PINE: Pruning Boosted Tree Ensembles with Conformal In-Distribution Prediction Equivalence
For practitioners using tree ensembles on tabular data, PINE offers a way to compress models without compromising decision consistency within the data distribution, addressing a key limitation of prior faithful pruning methods.
PINE introduces a pruning method for tree ensembles that guarantees prediction equivalence within an in-distribution region controlled by a conformal parameter α, achieving up to 30% higher compression ratios than existing faithful pruning methods while maintaining comparable prediction preservation.

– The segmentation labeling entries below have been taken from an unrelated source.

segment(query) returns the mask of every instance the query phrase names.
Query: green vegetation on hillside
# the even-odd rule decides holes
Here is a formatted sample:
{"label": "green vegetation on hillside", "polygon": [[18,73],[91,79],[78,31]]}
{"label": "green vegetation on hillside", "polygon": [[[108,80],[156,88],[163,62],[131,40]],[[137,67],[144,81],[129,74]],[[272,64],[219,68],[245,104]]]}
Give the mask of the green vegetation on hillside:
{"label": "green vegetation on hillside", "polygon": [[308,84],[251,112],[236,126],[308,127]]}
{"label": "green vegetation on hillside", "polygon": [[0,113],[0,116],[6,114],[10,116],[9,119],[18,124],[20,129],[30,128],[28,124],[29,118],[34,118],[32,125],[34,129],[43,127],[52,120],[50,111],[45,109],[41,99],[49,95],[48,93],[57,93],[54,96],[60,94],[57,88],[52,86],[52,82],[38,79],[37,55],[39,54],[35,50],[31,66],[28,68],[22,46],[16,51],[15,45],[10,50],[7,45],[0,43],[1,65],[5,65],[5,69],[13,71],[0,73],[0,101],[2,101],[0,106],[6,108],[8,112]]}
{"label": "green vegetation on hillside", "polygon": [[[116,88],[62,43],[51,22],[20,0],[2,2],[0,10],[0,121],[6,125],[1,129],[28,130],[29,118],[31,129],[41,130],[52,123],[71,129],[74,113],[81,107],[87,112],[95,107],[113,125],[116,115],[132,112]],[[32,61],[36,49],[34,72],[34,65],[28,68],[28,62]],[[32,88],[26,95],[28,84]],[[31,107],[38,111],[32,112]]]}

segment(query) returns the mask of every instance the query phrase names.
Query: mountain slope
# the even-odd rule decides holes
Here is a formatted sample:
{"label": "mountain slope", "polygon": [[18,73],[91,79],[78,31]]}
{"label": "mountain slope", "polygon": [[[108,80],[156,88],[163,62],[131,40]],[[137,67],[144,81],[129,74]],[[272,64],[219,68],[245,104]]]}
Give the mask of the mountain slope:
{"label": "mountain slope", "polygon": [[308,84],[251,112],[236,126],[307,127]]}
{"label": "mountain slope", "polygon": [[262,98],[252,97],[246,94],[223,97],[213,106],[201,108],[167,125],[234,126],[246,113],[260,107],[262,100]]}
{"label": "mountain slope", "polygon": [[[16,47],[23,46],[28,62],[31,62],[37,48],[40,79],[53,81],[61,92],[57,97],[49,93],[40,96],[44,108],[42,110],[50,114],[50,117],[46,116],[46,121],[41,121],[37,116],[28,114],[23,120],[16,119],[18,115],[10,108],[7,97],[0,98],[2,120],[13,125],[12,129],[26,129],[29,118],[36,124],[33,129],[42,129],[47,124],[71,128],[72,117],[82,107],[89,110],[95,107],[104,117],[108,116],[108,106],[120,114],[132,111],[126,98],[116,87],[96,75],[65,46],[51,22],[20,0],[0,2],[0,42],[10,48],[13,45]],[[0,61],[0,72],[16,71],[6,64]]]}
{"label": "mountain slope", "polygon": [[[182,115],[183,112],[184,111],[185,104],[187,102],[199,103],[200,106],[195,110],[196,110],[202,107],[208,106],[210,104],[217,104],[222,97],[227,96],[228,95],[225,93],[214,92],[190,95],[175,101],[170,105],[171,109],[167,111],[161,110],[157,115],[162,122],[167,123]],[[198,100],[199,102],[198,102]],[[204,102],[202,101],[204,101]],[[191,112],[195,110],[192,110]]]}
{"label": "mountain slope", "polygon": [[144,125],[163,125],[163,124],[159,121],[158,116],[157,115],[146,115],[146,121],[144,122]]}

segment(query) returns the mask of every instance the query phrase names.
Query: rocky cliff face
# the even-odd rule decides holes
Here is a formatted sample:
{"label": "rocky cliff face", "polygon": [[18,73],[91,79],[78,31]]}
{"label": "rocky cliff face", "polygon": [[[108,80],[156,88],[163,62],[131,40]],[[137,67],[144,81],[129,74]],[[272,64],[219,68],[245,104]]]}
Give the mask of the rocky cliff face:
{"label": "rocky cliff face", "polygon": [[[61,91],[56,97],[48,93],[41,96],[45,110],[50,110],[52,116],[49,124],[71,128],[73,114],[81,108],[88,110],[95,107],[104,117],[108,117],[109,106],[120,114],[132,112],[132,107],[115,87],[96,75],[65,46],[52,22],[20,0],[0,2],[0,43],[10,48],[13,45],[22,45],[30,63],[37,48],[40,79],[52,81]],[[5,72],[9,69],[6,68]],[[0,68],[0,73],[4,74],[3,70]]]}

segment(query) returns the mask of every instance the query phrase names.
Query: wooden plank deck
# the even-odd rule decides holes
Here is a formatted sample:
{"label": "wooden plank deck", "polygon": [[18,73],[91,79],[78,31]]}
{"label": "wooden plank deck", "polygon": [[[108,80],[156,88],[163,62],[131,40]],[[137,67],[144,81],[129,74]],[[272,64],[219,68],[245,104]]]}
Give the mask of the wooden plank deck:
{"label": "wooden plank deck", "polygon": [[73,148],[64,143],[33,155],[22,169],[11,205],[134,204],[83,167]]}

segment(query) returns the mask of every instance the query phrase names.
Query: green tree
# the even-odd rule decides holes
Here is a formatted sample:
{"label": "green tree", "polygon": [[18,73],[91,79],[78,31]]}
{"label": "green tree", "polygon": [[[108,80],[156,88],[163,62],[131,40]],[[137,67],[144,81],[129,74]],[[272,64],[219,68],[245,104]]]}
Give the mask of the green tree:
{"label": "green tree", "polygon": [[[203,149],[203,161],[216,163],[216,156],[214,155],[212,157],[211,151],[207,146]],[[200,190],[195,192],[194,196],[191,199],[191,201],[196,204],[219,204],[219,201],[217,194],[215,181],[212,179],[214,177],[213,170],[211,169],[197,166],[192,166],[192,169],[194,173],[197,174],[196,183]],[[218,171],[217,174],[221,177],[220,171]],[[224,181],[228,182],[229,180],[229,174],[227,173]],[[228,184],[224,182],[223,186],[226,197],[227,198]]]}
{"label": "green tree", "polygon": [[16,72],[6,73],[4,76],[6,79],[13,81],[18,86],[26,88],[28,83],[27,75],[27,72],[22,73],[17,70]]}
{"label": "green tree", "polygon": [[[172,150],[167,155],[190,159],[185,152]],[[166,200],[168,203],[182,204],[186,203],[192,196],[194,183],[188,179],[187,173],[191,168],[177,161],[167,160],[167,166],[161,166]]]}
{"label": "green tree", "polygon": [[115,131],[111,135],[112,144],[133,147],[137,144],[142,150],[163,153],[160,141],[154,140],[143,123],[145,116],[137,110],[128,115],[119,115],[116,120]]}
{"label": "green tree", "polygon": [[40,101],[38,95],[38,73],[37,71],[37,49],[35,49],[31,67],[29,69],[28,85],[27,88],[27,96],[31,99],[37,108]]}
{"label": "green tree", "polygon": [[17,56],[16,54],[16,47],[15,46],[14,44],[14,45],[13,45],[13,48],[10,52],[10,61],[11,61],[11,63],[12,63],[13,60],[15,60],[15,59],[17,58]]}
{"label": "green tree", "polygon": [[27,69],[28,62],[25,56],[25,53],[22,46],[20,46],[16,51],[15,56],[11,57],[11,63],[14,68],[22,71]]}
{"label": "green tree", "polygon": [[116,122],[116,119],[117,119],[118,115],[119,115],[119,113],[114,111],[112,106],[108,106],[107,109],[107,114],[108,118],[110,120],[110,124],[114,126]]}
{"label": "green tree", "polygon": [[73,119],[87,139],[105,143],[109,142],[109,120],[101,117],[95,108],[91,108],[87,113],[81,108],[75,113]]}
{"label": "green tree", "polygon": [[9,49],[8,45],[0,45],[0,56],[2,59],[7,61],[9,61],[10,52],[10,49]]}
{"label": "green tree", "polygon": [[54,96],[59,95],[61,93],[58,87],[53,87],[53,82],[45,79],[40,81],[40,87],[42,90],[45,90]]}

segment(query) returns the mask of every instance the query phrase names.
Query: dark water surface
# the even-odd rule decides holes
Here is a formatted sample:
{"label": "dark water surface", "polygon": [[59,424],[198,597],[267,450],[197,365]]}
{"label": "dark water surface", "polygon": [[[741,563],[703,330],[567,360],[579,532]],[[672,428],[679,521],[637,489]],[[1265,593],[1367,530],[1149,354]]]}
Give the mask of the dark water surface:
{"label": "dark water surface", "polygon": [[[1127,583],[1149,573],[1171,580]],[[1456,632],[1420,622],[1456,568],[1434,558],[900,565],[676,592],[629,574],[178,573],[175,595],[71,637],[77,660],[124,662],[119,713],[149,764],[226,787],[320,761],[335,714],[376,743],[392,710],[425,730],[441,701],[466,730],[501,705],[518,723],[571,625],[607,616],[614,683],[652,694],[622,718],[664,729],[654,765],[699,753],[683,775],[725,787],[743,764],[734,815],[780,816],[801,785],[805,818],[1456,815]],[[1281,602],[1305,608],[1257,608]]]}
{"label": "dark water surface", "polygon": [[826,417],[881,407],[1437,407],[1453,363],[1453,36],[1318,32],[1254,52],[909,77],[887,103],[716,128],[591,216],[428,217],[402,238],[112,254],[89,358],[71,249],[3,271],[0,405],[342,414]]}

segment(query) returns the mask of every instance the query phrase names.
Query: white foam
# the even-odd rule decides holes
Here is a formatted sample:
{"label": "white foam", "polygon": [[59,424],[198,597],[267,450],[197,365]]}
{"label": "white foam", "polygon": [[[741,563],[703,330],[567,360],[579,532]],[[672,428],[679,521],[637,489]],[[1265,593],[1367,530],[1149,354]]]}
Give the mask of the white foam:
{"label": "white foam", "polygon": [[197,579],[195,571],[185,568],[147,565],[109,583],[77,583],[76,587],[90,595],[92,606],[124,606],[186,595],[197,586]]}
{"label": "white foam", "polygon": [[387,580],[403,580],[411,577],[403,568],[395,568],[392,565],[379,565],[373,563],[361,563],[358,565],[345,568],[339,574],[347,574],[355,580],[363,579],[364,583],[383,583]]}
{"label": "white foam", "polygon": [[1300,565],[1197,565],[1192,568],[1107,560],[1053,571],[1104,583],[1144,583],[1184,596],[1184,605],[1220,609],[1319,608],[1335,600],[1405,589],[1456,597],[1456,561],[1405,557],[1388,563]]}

Tree ensembles are machine learning models with strong predictive performance and interpretability, and remain widely used for tabular data. Standard pruning methods for tree ensembles typically optimize an accuracy-compression trade-off and may change a subset of predictions, potentially compromising decision consistency. Faithful pruning methods address this issue by preserving prediction equivalence over the entire input space, but this requirement leads to lower compression ratios. We propose PINE, a pruning method that provides strong guarantees within an in-distribution region. PINE preserves prediction equivalence within this region and controls the region size using a single parameter $α$ via conformal calibration. Experiments on 12 public tabular datasets show that PINE improves the compression ratio by up to $30\%$ while preserving predictions at a comparable level to existing faithful pruning methods.